Spatiotemporal patterns of meteorological–soil moisture drought propagation on the Qinghai-Xizang Plateau, China 后印本

摘要: Drought is among the most destructive and recurrent natural disasters worldwide. In recent decades, the frequency of drought events has increased, exerting significant impacts on socioeconomic development. The propagation of meteorological drought (MD) to soil moisture drought (SMD) is a common natural process; however, its dynamics across different seasons and vegetation types on the Qinghai-Xizang Plateau, as well as the underlying meteorological driving mechanisms, remain insufficiently understood. This study utilized precipitation and soil moisture data from the European Centre for Medium-Range Weather Forecasts (ECMWF) Reanalysis v5 (ERA5)-Land reanalysis dataset for the period 1982–2022. The standardized precipitation index (SPI) and standardized soil moisture index (SSMI) were employed to characterize MD and SMD, respectively. By integrating run theory with an optimal parameter geographical detector (OPGD) model, this study systematically analyzed the average duration and propagation time of MD and SMD across the Qinghai-Xizang Plateau, and quantitatively evaluated the explanatory power of various meteorological and topographical factors influencing drought propagation. The results indicated that the mean duration of SMD across the Qinghai-Xizang Plateau from 1982 to 2022 was generally longer than that of MD. Significant seasonal differences in propagation time were observed, with the average propagation time ranked as winter (21 d)>spring (14 d)>autumn (10 d)>summer (8 d).

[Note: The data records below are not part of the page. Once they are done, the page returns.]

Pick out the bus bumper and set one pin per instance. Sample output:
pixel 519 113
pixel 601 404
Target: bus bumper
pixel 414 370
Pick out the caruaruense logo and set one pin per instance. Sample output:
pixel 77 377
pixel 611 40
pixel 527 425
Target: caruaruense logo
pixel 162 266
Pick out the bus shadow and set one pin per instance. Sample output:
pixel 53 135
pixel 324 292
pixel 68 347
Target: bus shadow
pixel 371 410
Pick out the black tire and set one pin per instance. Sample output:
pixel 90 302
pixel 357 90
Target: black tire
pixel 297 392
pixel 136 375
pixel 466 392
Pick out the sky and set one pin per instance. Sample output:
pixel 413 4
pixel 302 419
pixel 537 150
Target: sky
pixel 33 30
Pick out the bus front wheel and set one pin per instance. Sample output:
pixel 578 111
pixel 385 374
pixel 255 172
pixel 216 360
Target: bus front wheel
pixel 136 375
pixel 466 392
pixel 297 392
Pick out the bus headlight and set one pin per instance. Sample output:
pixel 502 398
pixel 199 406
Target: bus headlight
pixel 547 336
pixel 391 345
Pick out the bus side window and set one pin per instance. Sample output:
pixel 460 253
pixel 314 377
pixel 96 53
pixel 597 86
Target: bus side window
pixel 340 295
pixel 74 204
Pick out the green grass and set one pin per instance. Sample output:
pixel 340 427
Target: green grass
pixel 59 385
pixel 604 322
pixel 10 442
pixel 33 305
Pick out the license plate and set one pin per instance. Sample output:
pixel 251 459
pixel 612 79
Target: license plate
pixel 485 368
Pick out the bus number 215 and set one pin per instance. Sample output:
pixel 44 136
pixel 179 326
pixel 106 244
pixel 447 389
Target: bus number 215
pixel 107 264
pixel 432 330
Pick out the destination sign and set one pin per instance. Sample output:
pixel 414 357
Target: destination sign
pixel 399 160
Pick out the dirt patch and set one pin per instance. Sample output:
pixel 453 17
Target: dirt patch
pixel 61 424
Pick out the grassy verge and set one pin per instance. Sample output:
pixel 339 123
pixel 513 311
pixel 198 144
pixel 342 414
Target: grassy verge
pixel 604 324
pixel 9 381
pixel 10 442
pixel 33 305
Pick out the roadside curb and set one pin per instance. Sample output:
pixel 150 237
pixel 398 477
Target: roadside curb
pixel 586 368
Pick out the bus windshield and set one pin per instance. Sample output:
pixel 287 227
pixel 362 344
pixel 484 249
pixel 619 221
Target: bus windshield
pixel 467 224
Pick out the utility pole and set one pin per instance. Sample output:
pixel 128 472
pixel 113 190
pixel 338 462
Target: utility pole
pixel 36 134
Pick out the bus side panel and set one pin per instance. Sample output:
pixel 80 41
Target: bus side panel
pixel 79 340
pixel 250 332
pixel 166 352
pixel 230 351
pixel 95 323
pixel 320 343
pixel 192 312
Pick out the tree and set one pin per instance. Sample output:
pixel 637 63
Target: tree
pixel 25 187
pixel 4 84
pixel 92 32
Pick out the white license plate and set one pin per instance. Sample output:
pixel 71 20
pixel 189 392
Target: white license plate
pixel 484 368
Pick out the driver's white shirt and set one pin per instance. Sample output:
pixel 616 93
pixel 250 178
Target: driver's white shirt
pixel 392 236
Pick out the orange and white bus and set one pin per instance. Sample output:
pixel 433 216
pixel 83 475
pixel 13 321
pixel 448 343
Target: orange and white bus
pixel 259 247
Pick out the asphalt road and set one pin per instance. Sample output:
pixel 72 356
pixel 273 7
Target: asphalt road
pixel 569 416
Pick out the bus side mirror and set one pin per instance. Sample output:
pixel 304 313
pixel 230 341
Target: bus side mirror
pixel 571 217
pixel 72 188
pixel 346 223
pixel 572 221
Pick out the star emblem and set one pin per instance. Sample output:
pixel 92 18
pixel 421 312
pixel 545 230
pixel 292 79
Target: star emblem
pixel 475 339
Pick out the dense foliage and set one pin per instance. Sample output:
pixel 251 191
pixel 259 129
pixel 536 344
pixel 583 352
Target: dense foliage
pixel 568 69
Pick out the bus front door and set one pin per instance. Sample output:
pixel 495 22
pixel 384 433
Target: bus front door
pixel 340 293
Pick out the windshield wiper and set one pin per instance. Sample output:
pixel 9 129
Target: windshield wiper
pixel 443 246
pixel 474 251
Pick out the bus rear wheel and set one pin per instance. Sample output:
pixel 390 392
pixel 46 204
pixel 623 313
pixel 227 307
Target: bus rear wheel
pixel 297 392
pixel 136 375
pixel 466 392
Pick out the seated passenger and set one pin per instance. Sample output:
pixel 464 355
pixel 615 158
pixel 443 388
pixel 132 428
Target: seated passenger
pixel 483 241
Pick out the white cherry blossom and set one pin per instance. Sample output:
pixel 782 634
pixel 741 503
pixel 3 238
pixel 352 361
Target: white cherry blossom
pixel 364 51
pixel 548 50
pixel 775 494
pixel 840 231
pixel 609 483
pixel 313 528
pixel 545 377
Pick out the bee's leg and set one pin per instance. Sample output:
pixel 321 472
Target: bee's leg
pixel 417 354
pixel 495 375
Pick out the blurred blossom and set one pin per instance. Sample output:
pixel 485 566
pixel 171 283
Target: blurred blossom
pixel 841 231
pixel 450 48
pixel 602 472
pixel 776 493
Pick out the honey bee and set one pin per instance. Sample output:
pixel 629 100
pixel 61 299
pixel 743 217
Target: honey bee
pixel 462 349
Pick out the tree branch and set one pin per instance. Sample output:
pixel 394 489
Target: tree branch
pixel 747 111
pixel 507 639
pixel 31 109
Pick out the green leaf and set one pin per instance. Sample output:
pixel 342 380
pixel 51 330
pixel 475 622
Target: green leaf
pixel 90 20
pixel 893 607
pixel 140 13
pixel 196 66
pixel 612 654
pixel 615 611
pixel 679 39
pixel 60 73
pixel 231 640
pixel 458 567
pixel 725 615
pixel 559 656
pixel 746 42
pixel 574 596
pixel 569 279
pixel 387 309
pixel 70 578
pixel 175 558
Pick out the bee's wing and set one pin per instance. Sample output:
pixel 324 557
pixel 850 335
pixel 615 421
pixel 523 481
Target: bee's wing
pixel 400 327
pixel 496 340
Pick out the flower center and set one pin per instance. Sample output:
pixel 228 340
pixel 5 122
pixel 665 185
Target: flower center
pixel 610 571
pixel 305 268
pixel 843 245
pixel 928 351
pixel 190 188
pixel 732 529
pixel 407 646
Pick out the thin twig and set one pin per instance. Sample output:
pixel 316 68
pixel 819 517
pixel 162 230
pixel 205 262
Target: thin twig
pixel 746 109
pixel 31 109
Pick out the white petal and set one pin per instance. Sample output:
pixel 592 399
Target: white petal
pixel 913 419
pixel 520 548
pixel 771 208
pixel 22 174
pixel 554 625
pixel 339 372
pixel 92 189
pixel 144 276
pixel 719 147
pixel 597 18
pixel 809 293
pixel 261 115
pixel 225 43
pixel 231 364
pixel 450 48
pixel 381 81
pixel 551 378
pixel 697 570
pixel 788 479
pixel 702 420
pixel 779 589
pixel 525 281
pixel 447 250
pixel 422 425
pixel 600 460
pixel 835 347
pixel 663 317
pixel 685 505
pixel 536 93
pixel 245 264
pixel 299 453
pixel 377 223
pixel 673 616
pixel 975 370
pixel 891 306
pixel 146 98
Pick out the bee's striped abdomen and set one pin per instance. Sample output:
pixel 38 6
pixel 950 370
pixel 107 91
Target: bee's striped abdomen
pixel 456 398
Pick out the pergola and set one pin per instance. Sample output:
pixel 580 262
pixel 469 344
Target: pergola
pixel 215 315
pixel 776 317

Spatial variability of propagation time was more pronounced in spring and winter than in summer and autumn. Furthermore, the analysis of driving mechanisms revealed that drought propagation from MD to SMD on the Qinghai-Xizang Plateau was primarily influenced by precipitation (relative contribution proportion of 51.9%), followed by evaporation (15.1%) and snowmelt (13.6%), with the strongest interaction effects associated with precipitation. Although the dominant factors across different vegetation types were generally consistent with those for the entire plateau, solar radiation also showed a relatively high contribution (average 13.9%) across vegetation types. In summary, this study provides a scientific basis for improving drought early warning systems and optimizing water resource management strategies.